Eficácia e alinhamento de expectativas
Diferente do funcionamento do medicamento masculino, que atua na resposta física e vascular, a flibanserina trabalha no sistema nervoso central. De acordo com Borzino, os efeitos da medicação são considerados modestos em termos estatísticos. Isso significa que, embora haja um aumento na frequência de momentos sexuais satisfatórios, o resultado não deve ser confundido com uma transformação radical ou um efeito afrodisíaco imediato.
O especialista ressalta que o tratamento é voltado especificamente para o Transtorno do Desejo Sexual Hipoativo (TDSH). Trata-se de uma condição clínica onde a ausência de libido é persistente e gera sofrimento pessoal significativo, diferenciando-se das oscilações naturais de desejo que ocorrem com o passar do tempo ou devido ao desgaste rotineiro das relações.
Riscos e restrições no uso do fármaco
A segurança do uso da flibanserina exige disciplina por parte da paciente. Entre os efeitos colaterais mais comuns relatados estão tontura, náusea, fadiga e sonolência. No entanto, o ponto de maior atenção para a comunidade médica é o risco de queda brusca na pressão arterial e episódios de desmaio.
Esses riscos são potencializados drasticamente quando há consumo de bebidas alcoólicas, o que gera uma recomendação restrita de abstinência durante o tratamento.
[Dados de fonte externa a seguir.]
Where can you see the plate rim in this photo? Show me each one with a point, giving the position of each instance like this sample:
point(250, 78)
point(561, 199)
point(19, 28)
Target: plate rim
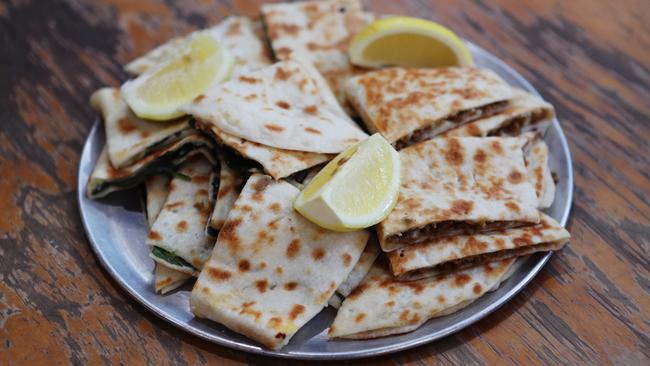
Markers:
point(345, 355)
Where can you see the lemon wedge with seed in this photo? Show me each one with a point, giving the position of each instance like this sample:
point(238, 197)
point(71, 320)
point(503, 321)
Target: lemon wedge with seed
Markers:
point(408, 42)
point(356, 190)
point(159, 93)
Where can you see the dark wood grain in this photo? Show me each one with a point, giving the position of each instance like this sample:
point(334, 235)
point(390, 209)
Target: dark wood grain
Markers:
point(590, 304)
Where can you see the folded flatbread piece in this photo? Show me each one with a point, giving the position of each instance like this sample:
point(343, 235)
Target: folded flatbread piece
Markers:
point(278, 163)
point(273, 270)
point(539, 172)
point(106, 179)
point(231, 182)
point(367, 258)
point(458, 252)
point(524, 112)
point(453, 186)
point(178, 237)
point(157, 190)
point(411, 105)
point(240, 35)
point(129, 138)
point(381, 305)
point(319, 31)
point(286, 106)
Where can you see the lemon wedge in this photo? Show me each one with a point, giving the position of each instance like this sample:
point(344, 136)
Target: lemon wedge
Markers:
point(356, 190)
point(408, 42)
point(158, 93)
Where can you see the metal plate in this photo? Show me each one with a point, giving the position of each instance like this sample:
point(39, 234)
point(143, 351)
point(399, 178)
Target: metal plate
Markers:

Além disso, pacientes com problemas hepáticos ou que utilizam outros medicamentos, como certos tipos de antidepressivos, antifúngicos ou anticoncepcionais, precisam de avaliação minuciosa. Essas substâncias podem interferir no metabolismo do fígado, aumentando a toxicidade ou anulando o efeito da pílula.
O papel da vigilância contínua
Para as mulheres que já convivem com condições como hipertensão ou diabetes, o uso não é proibido, mas demanda monitoramento constante. Como o medicamento atua diretamente no sistema nervoso, o acompanhamento médico deve ser contínuo para avaliar o custo-benefício em relação ao bem-estar e à autonomia da paciente.
A interação com terapias de reposição hormonal, comuns durante a menopausa, ainda é um campo em estudo. Existe a possibilidade de uma ação conjunta benéfica, mas também o risco de sobreposição de efeitos colaterais relacionados ao humor e ao sono. A orientação médica é evitar a soma de intervenções químicas sem uma estratégia clara de tratamento.
Resultados e alternativas complementares
É importante destacar que a flibanserina não apresenta resultados imediatos. O organismo costuma levar entre quatro e oito semanas para manifestar mudanças perceptíveis. O médico João Borzino enfatiza que o comprimido não resolve questões físicas como a secura vaginal, comum na menopausa, para as quais existem lubrificantes e tratamentos locais específicos.
Por fim, o médico indica que o estilo de vida permanece como pilar fundamental. Práticas como exercícios físicos, alimentação equilibrada e a gestão do estresse impactam diretamente na vitalidade sexual. O uso de terapias integrativas, como a acupuntura e a fitoterapia, pode ser considerado de forma complementar, desde que haja coordenação profissional para evitar interações perigosas entre substâncias naturais e sintéticas.